The humanistic idea that I believe most dangerously contradicts the doctrine of creation is not the theory of evolution, but rather is sadly a theory strenuously insisted upon by many of those very same Christians who imagine themselves as creation’s staunchest defenders. And while I do not intend this essay to be offensive toward those Christians, I believe the theory they hold should be exposed for what it truly is with relation to the full truth of creation.
Before discussing this theory that goes against creation, we need to understand what is meant by the doctrine of creation to begin with. It is one thing to see God simply as the mechanism by which everything came into being. It is quite another thing to see Him as the actual Creator of all things, in the truest sense of the word. The difference is in whose plan it was to create every individual thing in the first place. Who designed it all? Who decreed that it should be the way it is? Did God act as the Master Architect, using His freedom to draw up the blueprint exactly as He saw fit? Or did He act merely as a builder, following a blueprint drawn up at least in part by other forces or beings?

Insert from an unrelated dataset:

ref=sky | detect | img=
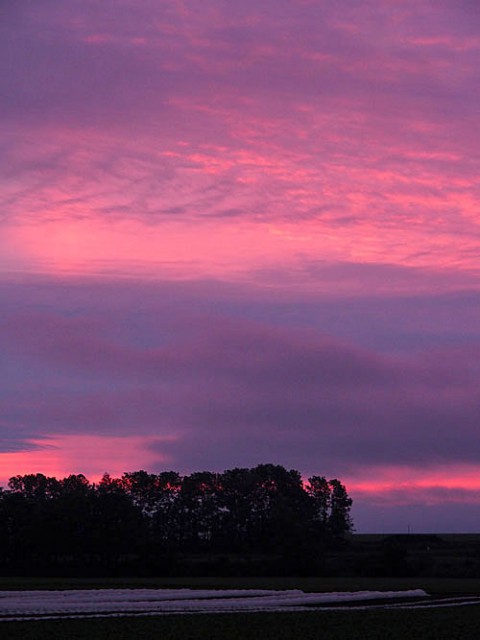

This question has very personal significance. When we teach a child to say, “God made me,” we are not talking about the mere mechanism of creation. Sooner or later the child will learn that there was in fact a biological mechanism by which he came into physical existence, and we would not want or expect him to see this mechanism as a denial of his creation, but rather to realize that God works through such mechanisms. What we hope the child understands when he learns that God created him is a much deeper, more profound truth. Our creation was not only at the hands of God, it was more significantly by the mind of God. He had a personal purpose and plan for the existence of each one of us. This idea should be fundamental to our understanding of creation. It is what gives us our personal value.

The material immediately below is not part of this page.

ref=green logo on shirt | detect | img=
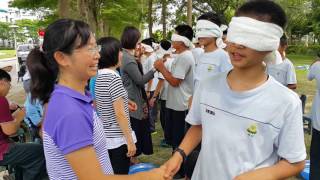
[247,123,258,137]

If we believe in God as our Creator in this fullest sense of the word, it means we acknowledge our existence as being utterly and exclusively the product of His creative genius. He is the architect as well as the builder. He created exactly as He saw fit, without consulting anyone else in the matter. There is not one feature on my blueprint that can ultimately be attributed to any constraint or being other than Himself. He designed me, planned me, and ordained that my existence would come to pass. I am not just a random person who happens to be who I am partially as a result of some kind of cosmic accident or blind fate or anything else outside of His control. He didn’t just ordain that someone would be created at a certain point in history who would fit my general description. He ordained that I would be created, with all of the background and characteristics that make me me. I am His personal creation.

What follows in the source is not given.